Branca admirava Maria Gabriela LLansol, ainda que nunca tivesse lido um livro inteiro. Lia excertos que encontrava na web e aquela energia tocava-a em cada linha. Principalmente nos ‘traços contínuos’, que não entendia bem – mas sentia. Eram um silêncio que Branca percebia. Sobre eles LLansol escrevera:
"_____________________________ o irritante traço contínuo.
É apenas uma dobra e um baraço. O texto dobra, efeito de colagem. O texto suspende o sentido, à espera de dizer exacto. Há frases que só completei anos depois; há frases que, no limiar dos mundos, não devem ser escritas por inteiro; há frases cujo referente de sentido será sempre obscuro. Se eu pretendesse escrever um texto sempre limpo - tiraria o traço. Onde não soubesse, nada escreveria. Mas como iria saber que ali não soube, ou nem sequer me pertencia saber? O texto é limpo, e por passajar. Onde o traço é apagado, vê-se claramente o raspar da borracha. Deixar o traçado." (2)

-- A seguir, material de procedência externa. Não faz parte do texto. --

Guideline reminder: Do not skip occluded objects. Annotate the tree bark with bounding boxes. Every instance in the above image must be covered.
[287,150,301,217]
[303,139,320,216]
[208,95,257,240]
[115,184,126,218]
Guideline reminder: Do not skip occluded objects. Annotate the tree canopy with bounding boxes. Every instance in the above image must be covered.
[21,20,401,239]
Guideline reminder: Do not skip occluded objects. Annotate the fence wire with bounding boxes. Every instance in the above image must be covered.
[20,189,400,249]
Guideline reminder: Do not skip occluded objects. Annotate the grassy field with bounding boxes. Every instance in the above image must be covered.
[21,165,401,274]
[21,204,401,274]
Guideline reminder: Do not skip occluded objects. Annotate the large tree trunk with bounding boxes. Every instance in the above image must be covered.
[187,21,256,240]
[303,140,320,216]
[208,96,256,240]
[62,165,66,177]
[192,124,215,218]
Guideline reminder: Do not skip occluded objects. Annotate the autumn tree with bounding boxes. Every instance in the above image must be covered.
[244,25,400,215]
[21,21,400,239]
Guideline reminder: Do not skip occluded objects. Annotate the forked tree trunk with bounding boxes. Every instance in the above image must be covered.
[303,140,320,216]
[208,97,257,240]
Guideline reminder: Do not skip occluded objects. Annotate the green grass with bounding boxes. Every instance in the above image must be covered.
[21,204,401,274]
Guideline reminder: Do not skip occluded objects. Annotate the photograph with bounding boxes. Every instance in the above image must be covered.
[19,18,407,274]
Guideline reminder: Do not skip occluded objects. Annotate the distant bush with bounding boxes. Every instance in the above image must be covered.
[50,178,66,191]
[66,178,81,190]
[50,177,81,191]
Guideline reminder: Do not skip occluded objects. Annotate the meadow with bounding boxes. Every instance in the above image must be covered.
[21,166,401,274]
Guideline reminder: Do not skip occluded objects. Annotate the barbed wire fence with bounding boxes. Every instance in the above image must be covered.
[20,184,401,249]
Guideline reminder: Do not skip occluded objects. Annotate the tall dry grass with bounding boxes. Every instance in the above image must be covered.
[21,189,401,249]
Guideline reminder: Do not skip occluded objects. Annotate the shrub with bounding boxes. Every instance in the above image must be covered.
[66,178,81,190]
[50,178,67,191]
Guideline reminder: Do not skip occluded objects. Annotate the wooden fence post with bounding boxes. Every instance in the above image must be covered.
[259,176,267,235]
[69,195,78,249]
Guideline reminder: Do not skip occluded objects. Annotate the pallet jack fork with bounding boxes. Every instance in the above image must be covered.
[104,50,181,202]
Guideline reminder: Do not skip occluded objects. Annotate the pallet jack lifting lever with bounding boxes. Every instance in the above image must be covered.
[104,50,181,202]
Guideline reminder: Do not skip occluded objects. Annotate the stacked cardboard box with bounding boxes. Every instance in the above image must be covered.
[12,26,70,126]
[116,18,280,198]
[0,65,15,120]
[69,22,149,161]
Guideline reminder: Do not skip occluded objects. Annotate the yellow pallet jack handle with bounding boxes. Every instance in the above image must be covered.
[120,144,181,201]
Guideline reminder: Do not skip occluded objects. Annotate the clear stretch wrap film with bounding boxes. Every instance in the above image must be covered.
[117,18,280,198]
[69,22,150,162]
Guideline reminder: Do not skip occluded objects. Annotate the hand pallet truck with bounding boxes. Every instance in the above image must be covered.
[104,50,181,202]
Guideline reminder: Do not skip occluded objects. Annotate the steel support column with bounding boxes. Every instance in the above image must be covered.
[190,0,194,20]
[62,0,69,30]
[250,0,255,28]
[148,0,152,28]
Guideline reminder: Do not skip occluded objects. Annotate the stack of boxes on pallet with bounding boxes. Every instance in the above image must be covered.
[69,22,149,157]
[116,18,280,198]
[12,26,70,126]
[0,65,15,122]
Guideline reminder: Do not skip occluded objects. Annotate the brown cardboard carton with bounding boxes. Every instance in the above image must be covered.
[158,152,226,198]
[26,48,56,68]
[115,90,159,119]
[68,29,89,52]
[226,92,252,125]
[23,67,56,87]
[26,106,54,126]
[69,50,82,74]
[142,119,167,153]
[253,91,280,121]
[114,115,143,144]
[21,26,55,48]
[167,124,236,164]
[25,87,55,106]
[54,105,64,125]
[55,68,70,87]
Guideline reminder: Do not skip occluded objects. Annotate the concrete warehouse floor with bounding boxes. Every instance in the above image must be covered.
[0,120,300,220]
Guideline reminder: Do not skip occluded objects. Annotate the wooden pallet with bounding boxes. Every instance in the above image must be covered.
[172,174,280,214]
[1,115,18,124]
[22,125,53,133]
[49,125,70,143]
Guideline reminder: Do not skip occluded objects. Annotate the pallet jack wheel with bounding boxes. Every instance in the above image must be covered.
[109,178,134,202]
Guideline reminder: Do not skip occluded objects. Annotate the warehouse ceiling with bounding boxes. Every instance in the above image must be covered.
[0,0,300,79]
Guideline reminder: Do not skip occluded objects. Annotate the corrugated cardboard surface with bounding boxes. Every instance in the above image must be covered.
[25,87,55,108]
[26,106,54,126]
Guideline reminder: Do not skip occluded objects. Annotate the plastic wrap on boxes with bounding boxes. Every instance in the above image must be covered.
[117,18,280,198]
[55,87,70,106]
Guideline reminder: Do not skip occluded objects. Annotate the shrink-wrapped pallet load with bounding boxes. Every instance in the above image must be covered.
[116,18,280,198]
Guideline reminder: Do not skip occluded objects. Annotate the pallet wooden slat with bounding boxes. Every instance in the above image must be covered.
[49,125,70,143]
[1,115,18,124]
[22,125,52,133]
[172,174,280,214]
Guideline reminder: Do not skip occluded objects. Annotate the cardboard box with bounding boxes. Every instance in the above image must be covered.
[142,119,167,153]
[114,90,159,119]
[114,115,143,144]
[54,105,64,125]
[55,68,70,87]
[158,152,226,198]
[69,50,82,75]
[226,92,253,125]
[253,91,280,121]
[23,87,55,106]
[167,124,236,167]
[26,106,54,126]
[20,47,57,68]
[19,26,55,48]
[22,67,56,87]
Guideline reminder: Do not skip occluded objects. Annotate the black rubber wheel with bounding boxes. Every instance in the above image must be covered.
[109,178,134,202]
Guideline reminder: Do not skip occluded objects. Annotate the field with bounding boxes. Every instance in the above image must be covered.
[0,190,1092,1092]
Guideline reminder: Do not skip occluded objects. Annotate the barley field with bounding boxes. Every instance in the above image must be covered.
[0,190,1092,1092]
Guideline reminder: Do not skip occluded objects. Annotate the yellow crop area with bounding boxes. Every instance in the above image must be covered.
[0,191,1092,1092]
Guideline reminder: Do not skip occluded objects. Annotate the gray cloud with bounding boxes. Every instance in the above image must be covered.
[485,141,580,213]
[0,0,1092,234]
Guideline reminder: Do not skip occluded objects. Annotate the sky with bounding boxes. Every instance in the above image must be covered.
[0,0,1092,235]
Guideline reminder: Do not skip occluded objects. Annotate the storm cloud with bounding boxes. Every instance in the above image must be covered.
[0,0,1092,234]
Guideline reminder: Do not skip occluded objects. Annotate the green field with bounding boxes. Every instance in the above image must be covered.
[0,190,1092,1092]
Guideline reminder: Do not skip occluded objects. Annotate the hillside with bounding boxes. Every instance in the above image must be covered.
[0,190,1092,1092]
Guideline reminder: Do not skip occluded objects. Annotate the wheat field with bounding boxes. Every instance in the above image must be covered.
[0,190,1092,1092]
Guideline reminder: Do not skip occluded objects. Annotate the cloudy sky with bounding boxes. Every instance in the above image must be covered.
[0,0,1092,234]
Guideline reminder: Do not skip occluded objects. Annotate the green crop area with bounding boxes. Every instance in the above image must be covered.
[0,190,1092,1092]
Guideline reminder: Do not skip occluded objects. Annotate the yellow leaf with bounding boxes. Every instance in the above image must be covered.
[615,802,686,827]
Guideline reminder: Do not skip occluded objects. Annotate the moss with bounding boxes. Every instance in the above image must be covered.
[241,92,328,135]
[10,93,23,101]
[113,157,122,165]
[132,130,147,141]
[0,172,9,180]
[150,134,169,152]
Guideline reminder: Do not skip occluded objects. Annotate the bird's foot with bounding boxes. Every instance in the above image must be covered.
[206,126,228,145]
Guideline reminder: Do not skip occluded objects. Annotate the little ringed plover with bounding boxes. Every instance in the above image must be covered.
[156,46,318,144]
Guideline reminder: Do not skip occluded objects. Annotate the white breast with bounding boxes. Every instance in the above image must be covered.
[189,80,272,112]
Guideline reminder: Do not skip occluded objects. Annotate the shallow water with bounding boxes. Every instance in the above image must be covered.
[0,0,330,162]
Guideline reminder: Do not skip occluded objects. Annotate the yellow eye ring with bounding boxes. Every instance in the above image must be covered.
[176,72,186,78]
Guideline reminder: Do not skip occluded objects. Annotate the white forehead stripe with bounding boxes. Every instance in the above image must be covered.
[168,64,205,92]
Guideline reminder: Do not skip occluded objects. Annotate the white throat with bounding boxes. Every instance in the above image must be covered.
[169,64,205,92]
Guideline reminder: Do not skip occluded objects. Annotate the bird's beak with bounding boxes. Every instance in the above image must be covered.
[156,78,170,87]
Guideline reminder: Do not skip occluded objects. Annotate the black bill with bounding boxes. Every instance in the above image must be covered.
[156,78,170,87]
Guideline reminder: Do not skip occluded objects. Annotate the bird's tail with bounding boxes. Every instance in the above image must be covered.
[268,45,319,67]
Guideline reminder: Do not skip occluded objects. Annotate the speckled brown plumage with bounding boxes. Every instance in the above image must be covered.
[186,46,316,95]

Branca Martins era engenheira, jovem executiva. Levava uma vida acadêmica bem sucedida que lhe trazia muito movimento entre o escritório e os corredores da universidade. Desaguavam sempre, nos papéis cheios de traços e números, as palavras. Branca entendia-se com elas. Gostava de provocar [des]hábitos de sentido, discordava que fossem afeitas a cumprir sinas. Lia, escrevia frases soltas como “guardo ventos e tempestades; noites e penumbras eu transformo; desenho sóis em cada esquina”. Subvertia significados. Foi num tempo desses que haviam vindo os poemas. A prosa mesmo chegou a partir da leitura deste texto de LLansol:
"O meu texto não avança por desenvolvimentos temáticos, nem por enredo, mas segue o fio que liga as diferentes cenas fulgor. Há assim unidade, mesmo se aparentemente não há lógica, porque eu não sei antecipadamente o que cada cena fulgor contém. O seu núcleo pode ser uma imagem ou um pensamento, ou um sentimento intensamente afectivo, um diálogo." (3)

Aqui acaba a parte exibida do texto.